Since modern integrated circuits can be manufactured to such small scales, any defects on the ICs may have a relatively large impact. If a defect is of a nature or size that is sufficient to damage semiconductor circuits, the corresponding semiconductor device's performance may be deteriorated. Defects such as contamination particles, which may be produced when a tool malfunctions or there is some other process problem, may cause shorts or otherwise prevent normal operation of the semiconductor device. The impact caused by a particular defect is often directly related to the size and/or location of the defect. Some defects are of such a nature as to essentially “kill” the corresponding wafer by rendering the wafer relatively unusable. These kill defects or killer defects, as they are sometimes called, result in yield loss during the manufacturing process.

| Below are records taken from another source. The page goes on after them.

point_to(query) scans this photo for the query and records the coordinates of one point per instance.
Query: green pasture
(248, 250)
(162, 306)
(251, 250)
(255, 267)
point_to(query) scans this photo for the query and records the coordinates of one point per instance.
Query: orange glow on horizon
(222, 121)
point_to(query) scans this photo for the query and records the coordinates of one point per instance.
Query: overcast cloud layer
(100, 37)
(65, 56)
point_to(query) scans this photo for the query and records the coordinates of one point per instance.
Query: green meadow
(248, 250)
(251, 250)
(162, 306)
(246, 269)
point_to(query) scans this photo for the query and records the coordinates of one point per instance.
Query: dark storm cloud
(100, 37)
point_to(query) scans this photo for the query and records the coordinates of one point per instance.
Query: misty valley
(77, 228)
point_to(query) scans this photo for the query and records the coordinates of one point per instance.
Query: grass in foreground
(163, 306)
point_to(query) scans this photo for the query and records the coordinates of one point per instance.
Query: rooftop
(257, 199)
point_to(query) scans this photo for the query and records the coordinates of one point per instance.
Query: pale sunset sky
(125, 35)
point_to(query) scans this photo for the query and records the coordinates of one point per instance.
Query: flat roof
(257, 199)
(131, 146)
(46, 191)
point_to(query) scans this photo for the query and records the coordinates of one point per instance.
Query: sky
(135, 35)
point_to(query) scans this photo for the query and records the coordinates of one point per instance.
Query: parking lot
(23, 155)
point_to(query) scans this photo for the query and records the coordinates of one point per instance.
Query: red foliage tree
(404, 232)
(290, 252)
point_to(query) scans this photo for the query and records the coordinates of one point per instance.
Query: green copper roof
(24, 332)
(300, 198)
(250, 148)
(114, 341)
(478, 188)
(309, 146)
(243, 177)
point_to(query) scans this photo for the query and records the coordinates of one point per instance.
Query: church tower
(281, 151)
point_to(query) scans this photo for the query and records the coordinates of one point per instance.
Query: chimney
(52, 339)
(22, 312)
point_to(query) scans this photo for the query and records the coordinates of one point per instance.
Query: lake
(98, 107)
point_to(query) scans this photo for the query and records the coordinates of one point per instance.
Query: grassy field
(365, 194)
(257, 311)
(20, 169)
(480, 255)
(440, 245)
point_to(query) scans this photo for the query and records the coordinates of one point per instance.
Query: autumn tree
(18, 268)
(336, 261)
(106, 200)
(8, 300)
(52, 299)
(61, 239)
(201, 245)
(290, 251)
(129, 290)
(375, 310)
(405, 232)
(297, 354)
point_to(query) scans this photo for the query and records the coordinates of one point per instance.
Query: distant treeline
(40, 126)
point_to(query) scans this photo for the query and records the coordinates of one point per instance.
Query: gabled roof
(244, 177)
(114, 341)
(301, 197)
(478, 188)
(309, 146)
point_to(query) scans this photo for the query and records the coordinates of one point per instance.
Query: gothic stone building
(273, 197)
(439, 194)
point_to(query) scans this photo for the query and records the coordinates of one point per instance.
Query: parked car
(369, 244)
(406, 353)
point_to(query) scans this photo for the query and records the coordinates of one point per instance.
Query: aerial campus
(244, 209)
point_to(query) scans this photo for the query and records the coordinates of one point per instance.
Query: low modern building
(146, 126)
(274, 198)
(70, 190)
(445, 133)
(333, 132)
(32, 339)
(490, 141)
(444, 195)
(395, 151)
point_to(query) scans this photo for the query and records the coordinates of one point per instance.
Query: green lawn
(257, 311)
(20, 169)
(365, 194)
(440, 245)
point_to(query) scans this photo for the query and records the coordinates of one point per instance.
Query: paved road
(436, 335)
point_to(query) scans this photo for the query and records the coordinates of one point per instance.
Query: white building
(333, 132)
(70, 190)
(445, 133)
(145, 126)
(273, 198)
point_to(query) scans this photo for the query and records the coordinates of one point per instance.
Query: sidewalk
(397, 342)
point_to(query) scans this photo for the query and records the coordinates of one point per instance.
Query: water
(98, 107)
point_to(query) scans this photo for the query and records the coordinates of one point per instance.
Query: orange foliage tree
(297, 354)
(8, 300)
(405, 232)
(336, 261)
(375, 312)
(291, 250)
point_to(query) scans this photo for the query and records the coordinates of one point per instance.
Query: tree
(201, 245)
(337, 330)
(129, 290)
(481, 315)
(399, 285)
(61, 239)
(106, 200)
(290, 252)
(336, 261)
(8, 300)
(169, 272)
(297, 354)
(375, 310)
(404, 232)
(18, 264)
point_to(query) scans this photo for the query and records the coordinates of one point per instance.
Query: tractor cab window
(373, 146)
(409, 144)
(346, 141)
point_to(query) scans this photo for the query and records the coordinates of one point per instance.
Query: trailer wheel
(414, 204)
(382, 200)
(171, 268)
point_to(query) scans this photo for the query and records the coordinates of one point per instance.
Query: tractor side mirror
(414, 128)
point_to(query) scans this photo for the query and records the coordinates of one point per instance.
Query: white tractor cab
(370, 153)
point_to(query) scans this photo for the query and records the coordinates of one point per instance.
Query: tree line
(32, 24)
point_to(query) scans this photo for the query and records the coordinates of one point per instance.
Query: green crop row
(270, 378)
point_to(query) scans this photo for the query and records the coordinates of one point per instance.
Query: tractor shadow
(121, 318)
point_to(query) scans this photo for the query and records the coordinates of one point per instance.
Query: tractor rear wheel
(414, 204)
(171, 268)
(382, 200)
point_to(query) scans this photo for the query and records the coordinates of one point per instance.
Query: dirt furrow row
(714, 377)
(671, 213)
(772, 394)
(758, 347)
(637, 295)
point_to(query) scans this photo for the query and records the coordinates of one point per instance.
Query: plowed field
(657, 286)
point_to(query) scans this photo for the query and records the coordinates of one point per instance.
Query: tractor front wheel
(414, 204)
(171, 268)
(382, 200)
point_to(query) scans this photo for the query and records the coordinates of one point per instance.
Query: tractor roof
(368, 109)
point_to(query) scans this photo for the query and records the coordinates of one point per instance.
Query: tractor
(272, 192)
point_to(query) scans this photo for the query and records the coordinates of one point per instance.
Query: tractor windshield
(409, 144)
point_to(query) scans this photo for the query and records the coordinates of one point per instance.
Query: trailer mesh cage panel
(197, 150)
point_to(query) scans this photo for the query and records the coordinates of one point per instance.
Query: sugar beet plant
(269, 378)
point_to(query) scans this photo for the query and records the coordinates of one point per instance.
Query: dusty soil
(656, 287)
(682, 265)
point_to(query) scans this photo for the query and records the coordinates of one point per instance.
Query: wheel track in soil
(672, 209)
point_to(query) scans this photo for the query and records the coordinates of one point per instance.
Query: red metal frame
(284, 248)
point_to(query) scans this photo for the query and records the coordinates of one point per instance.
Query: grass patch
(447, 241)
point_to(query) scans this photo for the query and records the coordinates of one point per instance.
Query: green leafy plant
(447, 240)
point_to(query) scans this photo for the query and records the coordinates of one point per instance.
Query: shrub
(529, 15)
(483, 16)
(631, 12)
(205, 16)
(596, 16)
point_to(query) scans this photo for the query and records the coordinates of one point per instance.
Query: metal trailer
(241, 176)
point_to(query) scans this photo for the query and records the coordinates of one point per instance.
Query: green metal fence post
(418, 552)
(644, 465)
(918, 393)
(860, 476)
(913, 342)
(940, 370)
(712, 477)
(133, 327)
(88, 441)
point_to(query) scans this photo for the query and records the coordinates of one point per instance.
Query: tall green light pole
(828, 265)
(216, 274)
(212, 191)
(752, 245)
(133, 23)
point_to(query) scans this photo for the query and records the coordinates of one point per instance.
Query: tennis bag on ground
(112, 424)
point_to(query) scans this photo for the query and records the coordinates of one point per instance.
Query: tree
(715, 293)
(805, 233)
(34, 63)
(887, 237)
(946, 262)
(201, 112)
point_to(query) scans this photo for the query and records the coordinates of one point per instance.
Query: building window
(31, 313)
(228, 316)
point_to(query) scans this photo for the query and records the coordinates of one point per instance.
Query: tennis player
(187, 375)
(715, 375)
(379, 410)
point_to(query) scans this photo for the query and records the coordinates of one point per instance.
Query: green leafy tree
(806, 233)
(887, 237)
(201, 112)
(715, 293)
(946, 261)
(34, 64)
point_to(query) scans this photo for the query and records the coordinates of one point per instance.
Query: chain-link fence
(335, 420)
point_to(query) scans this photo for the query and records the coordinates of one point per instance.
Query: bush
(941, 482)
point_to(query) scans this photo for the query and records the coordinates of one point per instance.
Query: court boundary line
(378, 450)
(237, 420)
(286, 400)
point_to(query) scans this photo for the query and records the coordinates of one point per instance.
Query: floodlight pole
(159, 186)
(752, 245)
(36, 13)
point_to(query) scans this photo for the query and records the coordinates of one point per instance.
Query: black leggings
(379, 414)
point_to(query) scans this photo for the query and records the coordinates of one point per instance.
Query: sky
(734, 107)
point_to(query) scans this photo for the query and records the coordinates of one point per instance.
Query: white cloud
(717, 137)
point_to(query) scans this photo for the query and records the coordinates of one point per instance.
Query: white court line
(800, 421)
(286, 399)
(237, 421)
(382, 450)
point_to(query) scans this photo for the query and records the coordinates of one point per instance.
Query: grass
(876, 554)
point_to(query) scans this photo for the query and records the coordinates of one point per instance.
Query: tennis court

Various efforts have been made to determine whether wafers have become contaminated during the manufacturing process including in-line inspection for visual defects. The in-line inspection happens in substantially real time to identify potential wafer defects. However, not all visually perceptible defects are actually killer defects and thus, there could be some inaccuracy associated with the decisions on whether to consider a particular wafer to be killed or failed. Accordingly, some wafers may not be identified as being defective until later, while other wafers may be unnecessarily considered defective. Moreover, in-line monitoring defect types don't always correspond with wafer sort fail bin types when actual data is examined. Thus, it may be difficult to predict what yield to expect, particularly for active or new products.
It may therefore be desirable to provide an improved system that may address some of the shortcoming described above.